Other researchers have attempted to work around information issues by performing multiple inference attempts and aggregating the answers. Some have tried techniques more like what Choshen’s team is doing, fine-tuning models on self-generated text, but without the step where they check it for implications or logic.

The other team, a collaboration between MIT and the MIT-IBM Watson AI lab wanted to address language models’ shortcomings from a different angle, by improving their ability to handle expert-level subject matter. This team, co-led by IBM Research scientist Leonid Karlinsky, took an approach called self-specialization, which uses a combination of in-context learning and synthetic data to turn an LLM into a specialist on a given topic.

With self-specialization, the model ingests seed material about a topic area to carve out an expert model that outperforms the generalist one it came from. This material comes in the form of simple instructions and inputs, written by people, for each area. For example, they could give the model a genetics dataset and ask the model to generate a report on the gene variants and mutations it contains. With a small number of these seeds planted, the model begins generating new instructions and responses, calling on the latent expertise in its training data and using RAG to pull facts from external databases when necessary to ensure accuracy.

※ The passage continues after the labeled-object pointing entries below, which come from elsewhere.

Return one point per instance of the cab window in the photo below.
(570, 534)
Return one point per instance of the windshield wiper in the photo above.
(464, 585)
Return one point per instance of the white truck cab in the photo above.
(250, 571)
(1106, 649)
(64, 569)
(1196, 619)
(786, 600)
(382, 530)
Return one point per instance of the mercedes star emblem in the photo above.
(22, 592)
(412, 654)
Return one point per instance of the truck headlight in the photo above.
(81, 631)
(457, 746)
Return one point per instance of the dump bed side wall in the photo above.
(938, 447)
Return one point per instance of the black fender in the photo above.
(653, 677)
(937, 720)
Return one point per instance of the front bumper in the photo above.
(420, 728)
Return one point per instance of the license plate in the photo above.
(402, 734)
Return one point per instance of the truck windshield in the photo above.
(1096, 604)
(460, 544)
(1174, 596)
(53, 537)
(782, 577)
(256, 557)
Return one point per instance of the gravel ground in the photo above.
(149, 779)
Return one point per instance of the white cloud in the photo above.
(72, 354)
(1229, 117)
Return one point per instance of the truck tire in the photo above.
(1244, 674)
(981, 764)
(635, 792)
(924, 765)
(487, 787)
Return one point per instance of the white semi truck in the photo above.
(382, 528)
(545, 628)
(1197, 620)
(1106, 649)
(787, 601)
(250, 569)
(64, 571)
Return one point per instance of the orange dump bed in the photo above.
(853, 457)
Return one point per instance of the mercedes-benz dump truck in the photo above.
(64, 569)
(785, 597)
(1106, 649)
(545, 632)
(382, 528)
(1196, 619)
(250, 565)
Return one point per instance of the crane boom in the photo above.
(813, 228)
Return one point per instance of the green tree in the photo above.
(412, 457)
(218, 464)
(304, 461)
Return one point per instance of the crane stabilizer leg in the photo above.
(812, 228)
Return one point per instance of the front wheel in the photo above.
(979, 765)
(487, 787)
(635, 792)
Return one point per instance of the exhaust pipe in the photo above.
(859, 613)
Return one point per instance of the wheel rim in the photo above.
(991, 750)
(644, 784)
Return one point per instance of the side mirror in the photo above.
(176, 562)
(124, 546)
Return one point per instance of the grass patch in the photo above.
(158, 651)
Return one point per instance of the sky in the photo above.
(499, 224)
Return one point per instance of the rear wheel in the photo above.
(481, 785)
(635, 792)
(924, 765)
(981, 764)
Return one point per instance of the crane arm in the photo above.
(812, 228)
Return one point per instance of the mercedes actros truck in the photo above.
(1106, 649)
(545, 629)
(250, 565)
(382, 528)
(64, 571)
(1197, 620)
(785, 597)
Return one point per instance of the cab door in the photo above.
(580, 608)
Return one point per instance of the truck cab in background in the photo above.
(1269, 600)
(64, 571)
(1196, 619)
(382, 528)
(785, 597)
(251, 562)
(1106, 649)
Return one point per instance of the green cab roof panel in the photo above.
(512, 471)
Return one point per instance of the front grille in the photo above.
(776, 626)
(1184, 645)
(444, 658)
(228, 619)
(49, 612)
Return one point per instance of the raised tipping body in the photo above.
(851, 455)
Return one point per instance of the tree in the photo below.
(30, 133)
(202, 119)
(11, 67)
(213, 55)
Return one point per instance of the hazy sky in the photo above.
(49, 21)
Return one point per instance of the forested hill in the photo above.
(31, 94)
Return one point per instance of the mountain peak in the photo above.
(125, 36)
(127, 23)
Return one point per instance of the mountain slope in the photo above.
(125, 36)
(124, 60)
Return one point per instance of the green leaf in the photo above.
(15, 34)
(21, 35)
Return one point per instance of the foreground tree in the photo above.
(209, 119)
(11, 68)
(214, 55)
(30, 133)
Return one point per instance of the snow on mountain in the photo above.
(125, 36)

In this process, the model is building on its prior training and enhancing expertise in a specific area. “With very few examples, we can produce data that’s more tailored, that’s closer to what we need,” Karlinsky says.

They tested their self-specialized models against their base model, Databricks’ MPT-30B. In experiments, self-specialization showed significant improvements in the F1 score, a measure of the balance between precision and recall, in a majority of the biomedicine and finance datasets they tested the models on. By contrast and as a sort of baseline comparison, they looked at Alpaca and Dromedary, two models tuned from Meta’s LLaMA-65B base model. Those models showed only modest improvements in handling biomedical content over the base model after receiving generalist alignment. The team’s self-specialized models also performed on par with or better than two other models that were pre-trained on medical content. They also showed those models could be further improved by their method.

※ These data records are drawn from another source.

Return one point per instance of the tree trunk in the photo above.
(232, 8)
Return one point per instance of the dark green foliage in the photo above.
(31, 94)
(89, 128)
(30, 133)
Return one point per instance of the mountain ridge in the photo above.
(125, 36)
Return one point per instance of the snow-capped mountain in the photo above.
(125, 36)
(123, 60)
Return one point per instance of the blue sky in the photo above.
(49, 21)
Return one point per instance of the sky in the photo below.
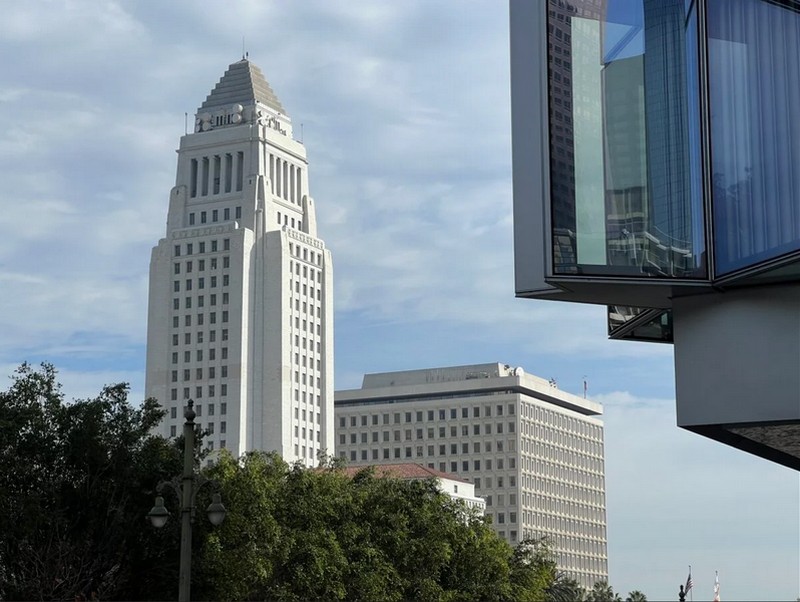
(405, 116)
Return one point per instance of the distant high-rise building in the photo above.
(655, 147)
(533, 452)
(240, 312)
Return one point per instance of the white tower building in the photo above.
(241, 308)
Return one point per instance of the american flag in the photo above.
(716, 587)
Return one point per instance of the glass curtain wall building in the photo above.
(656, 161)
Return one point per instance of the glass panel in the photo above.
(754, 87)
(656, 328)
(624, 139)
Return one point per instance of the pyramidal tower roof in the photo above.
(242, 83)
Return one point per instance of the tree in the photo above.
(297, 534)
(73, 481)
(602, 592)
(77, 478)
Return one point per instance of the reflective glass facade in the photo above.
(754, 91)
(626, 188)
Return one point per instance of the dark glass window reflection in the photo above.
(624, 143)
(754, 87)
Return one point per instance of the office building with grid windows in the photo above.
(240, 314)
(533, 452)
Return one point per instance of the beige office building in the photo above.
(533, 452)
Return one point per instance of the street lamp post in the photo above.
(186, 487)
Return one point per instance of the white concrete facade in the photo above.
(460, 490)
(533, 452)
(240, 312)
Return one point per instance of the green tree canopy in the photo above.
(77, 479)
(298, 534)
(73, 481)
(602, 592)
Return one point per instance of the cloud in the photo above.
(675, 498)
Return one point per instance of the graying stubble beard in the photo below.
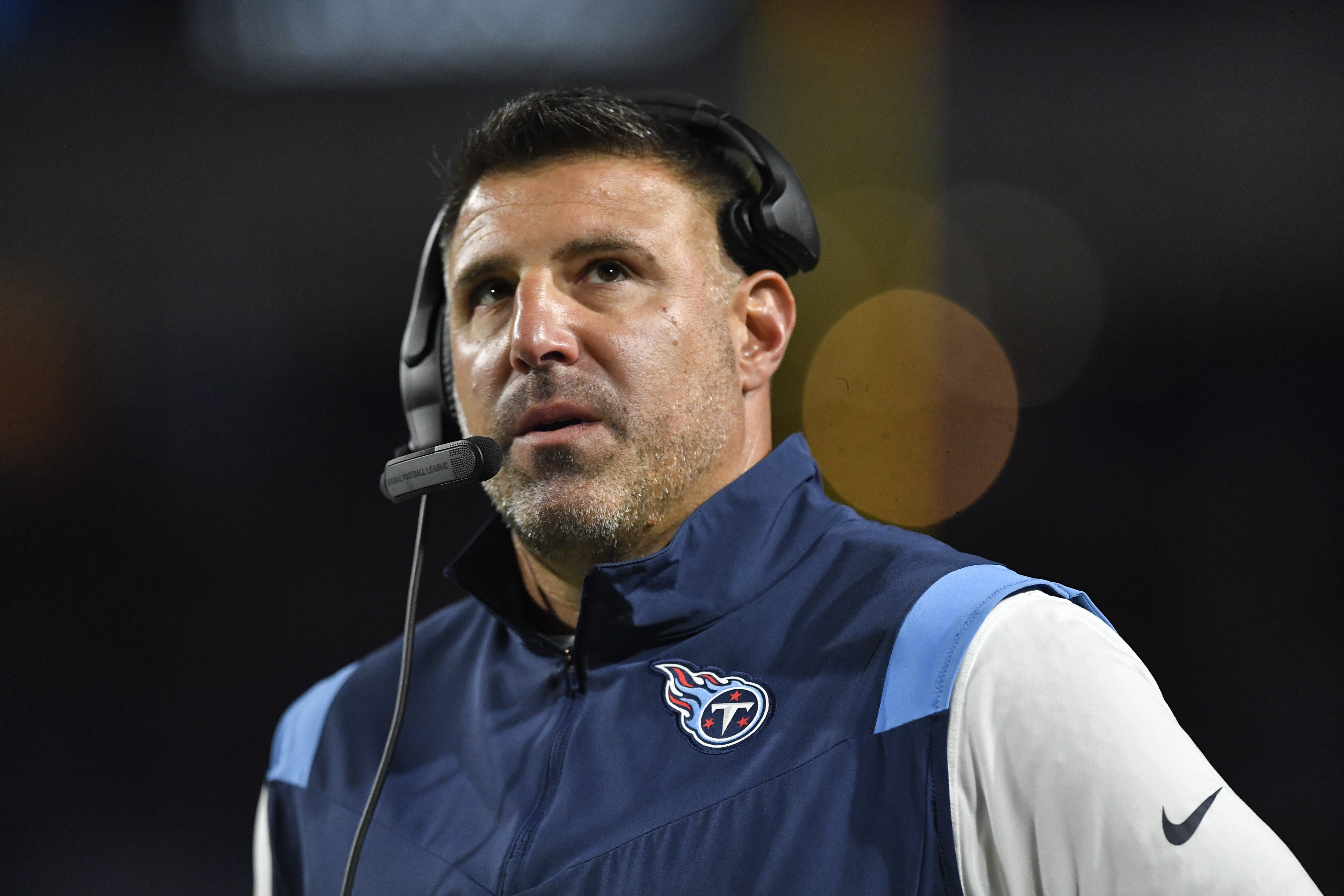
(564, 511)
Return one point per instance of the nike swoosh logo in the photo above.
(1178, 835)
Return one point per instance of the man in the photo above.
(685, 670)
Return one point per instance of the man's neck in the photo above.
(557, 586)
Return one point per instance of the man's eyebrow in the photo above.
(480, 268)
(597, 245)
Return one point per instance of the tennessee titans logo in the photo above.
(717, 711)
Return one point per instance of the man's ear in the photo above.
(764, 315)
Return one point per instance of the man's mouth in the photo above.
(553, 418)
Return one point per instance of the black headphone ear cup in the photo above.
(734, 232)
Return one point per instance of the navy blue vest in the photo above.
(761, 707)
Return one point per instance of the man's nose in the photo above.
(544, 332)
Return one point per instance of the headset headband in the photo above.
(771, 230)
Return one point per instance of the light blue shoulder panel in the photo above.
(300, 729)
(937, 632)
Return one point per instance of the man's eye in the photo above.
(491, 292)
(607, 273)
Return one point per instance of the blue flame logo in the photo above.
(715, 710)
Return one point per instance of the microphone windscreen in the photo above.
(492, 457)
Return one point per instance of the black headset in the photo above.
(772, 230)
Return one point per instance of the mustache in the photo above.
(547, 385)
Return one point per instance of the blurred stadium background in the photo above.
(210, 219)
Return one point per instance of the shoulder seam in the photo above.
(300, 730)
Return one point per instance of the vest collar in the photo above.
(728, 553)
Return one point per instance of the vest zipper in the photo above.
(552, 782)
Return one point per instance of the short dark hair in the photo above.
(549, 126)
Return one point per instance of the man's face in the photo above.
(591, 331)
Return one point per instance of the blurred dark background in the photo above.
(206, 259)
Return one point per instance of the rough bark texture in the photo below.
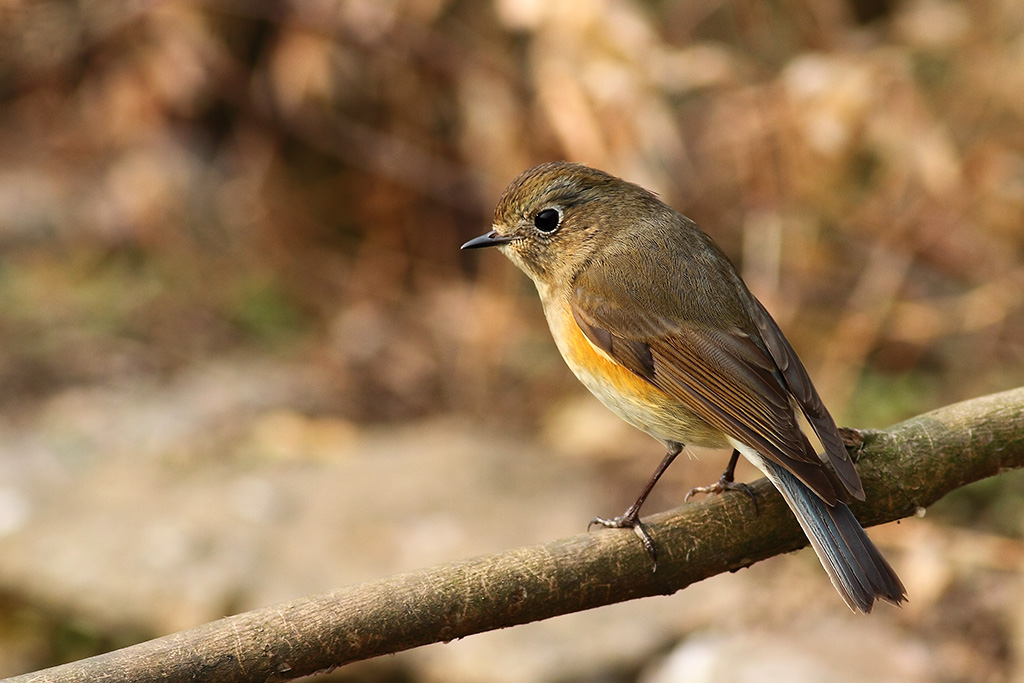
(904, 468)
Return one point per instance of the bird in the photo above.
(653, 318)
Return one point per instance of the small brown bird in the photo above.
(652, 317)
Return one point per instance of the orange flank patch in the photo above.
(598, 371)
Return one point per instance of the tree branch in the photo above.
(904, 468)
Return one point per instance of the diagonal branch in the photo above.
(904, 468)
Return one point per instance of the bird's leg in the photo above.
(726, 482)
(631, 518)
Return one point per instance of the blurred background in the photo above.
(243, 359)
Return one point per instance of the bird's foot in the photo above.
(630, 520)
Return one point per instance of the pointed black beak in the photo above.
(492, 239)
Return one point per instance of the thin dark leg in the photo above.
(726, 482)
(631, 518)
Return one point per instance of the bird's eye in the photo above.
(547, 220)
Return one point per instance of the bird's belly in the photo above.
(634, 399)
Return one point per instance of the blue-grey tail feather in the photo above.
(857, 569)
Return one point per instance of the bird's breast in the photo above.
(633, 398)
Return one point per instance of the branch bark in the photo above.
(904, 468)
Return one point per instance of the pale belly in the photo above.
(634, 399)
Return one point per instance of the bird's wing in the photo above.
(723, 375)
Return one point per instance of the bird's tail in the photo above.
(856, 567)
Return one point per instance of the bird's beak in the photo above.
(492, 239)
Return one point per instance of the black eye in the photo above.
(547, 220)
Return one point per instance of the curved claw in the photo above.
(630, 521)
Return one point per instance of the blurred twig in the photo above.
(904, 468)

These self-specialized models are lightweight, acting like satellites around the main model, says Karlinsky. They can be called upon when a classifier or an API call requests their expertise, he says, but they aren’t using compute power when they’re not needed. The models also showed improvements in F1 score across knowledge areas, outside the ones they’d just self-specialized on.

Following up on this work, Karlinsky and his colleagues have found a way to merge multiple separately specialized models back together. In experiments, this approach produced a model that improves upon all the specialized models — and of course the base model — in all specialization areas.